With this combined mutation they hypothesized that they would get major cracks forming due to the release of the ‘straitjacket’ effect and the looser glue within cells.

The hypothesis was proved correct as the skin of the Arabidopsis double mutant was completely ripped off, the plant almost skinless due to the combination of the cell adhesion mutation and the lack of brassinosteroid.

The warped middle in Utricularia had led the team to a new view on how growth is controlled across layers of cells. Previously it was assumed that this kind of intracellular co-ordination was controlled by chemical signaling. This study showed that it is direct mechanical forces, the physical contact between cells, that also enable cellular layers to interact.

The findings have fascinating implications for dwarf varieties of crops, which will be needed to combat the effects of climate change.

They also explain at a genetic level how mechanical forces affect animal tissues, such as cracks in crocodile skins, or the fingerlike projections called villi in the intestine.

For Rob, it may seem that he cracked it at the first attempt. But he is keen to stress that this was a team effort. This includes work carried out over many years by colleagues who have developed Utricularia gibba into a model plant system which can be used for the study of plant mechanics and morphology. Also, he stresses the importance of computational work carried out by Richard Kennaway and Richard Smith, and the experience of his group leader Professor Enrico Coen, who helped to keep the project going forward in the face of inevitable setbacks.

“This will be a tough act to follow but it’s given me a blueprint of how to do science,” says Rob. “We tried a few different hypotheses and most fell flat. Having someone like Rico say which threads might work, and which might not, helped what was an iterative process.

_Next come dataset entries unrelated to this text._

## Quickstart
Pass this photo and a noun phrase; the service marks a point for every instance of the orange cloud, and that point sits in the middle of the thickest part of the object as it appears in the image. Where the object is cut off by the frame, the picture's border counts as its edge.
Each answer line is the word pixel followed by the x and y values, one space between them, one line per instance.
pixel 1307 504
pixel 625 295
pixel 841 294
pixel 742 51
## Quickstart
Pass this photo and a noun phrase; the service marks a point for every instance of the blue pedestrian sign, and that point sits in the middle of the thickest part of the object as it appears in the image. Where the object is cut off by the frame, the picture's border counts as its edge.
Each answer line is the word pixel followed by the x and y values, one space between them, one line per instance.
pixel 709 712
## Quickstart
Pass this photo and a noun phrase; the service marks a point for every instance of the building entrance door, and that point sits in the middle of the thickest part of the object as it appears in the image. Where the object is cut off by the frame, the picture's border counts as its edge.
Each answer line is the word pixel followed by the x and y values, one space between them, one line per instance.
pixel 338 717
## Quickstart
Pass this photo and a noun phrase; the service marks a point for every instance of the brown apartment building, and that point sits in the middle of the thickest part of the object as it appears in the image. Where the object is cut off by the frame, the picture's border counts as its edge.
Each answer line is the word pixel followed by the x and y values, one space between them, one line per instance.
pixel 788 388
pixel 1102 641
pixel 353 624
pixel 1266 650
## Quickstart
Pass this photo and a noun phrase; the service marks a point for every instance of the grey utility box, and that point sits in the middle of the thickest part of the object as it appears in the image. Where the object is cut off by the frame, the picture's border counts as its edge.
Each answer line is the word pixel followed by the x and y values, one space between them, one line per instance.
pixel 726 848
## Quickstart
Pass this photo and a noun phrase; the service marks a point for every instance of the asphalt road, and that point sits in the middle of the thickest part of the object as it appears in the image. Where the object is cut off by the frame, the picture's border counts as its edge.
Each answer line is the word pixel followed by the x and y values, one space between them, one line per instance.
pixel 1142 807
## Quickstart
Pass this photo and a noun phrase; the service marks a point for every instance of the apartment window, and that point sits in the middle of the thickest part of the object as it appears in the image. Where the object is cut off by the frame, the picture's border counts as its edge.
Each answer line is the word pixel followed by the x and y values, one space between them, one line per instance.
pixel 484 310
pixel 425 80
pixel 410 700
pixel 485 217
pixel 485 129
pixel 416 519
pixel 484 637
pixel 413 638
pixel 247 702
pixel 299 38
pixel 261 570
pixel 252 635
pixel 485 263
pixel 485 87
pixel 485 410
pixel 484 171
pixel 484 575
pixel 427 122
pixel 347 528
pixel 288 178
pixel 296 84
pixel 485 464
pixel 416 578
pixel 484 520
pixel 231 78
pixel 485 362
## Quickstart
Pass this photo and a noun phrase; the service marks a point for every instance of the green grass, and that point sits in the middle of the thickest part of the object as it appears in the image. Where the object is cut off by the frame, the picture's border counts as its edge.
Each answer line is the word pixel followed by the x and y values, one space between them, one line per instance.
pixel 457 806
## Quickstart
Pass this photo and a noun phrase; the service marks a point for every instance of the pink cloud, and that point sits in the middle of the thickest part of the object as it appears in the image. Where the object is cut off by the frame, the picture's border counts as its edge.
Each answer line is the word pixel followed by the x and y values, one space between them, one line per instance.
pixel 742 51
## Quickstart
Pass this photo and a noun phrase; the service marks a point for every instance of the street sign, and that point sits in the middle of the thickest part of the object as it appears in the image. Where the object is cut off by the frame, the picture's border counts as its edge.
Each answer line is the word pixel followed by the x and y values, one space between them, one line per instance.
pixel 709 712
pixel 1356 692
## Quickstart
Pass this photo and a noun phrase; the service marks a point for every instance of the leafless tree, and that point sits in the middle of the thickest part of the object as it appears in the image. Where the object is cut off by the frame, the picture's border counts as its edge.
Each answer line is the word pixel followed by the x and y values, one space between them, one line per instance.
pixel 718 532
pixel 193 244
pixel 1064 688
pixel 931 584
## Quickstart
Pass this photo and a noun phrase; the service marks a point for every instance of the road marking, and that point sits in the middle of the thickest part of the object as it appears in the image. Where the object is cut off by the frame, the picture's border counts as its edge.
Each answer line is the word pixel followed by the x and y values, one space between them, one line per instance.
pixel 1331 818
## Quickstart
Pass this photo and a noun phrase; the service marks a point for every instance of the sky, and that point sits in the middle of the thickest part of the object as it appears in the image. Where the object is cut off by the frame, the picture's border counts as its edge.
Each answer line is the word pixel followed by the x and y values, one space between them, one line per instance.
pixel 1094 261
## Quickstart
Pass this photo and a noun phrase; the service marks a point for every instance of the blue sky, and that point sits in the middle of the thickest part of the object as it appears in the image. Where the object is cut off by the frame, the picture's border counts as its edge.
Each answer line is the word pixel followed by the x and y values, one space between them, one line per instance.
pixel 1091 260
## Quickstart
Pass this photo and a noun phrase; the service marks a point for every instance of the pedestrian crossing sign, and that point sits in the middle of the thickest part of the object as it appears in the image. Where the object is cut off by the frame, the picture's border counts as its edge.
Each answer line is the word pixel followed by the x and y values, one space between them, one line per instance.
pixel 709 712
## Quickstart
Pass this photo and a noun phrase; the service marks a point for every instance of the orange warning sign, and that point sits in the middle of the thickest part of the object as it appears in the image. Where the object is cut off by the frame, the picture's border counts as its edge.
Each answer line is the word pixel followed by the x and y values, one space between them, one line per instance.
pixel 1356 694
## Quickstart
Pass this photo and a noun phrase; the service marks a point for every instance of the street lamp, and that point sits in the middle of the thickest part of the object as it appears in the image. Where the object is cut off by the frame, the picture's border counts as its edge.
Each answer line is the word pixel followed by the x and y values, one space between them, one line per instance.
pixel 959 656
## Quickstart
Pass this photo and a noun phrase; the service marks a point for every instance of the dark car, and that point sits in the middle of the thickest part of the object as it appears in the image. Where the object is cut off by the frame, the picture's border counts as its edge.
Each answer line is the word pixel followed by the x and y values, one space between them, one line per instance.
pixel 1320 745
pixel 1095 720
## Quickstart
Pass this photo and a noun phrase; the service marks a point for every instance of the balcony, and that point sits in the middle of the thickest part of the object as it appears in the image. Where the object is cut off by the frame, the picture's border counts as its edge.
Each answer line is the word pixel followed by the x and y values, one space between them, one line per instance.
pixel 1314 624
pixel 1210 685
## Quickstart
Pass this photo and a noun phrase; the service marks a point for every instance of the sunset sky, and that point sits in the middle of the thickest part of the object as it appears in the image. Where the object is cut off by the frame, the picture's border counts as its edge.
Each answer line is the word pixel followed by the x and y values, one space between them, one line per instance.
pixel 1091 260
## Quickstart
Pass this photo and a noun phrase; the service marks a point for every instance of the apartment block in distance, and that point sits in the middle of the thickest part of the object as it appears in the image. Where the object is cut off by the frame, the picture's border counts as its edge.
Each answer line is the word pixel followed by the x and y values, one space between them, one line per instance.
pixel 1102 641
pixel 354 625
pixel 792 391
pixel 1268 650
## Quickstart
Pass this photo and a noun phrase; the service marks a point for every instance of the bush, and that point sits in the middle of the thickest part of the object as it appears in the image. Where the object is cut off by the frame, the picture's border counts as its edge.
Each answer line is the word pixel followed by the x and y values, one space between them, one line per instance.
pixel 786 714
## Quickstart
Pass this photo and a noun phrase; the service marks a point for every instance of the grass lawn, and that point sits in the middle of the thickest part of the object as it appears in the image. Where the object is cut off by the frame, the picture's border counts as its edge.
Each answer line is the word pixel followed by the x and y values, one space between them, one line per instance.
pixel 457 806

“The level of precision and understanding you need for a quality paper like this is very high, and at times I wondered if I had the energy or enthusiasm in the face of the high level of criticism that you get when submitting to a journal such as Science.”

Rob, now a researcher in the group of Dr Richard Smith, uses a combination of robotics and imaging to perturb plants and track the effects.

By ‘torturing’ the plant through pulling, pushing, or poking, his research can reveal some of nature’s secrets as to which forces are at play.

“Being involved in this paper has given me an exceptionally good basis to explore new ideas and a good sense of how to critique ideas and question them well. Through this work with Rico and Richard, the idea of developing thinking about mechanical interaction in plants is something I want to follow more.”

While reaching giddy heights in his first paper, there’s plenty to keep Rob’s feet on the ground as a parent: “I had about three minutes of feeling proud when the paper came out before I was handed a crying baby and got thrown up on. It very quickly brought me down to earth.”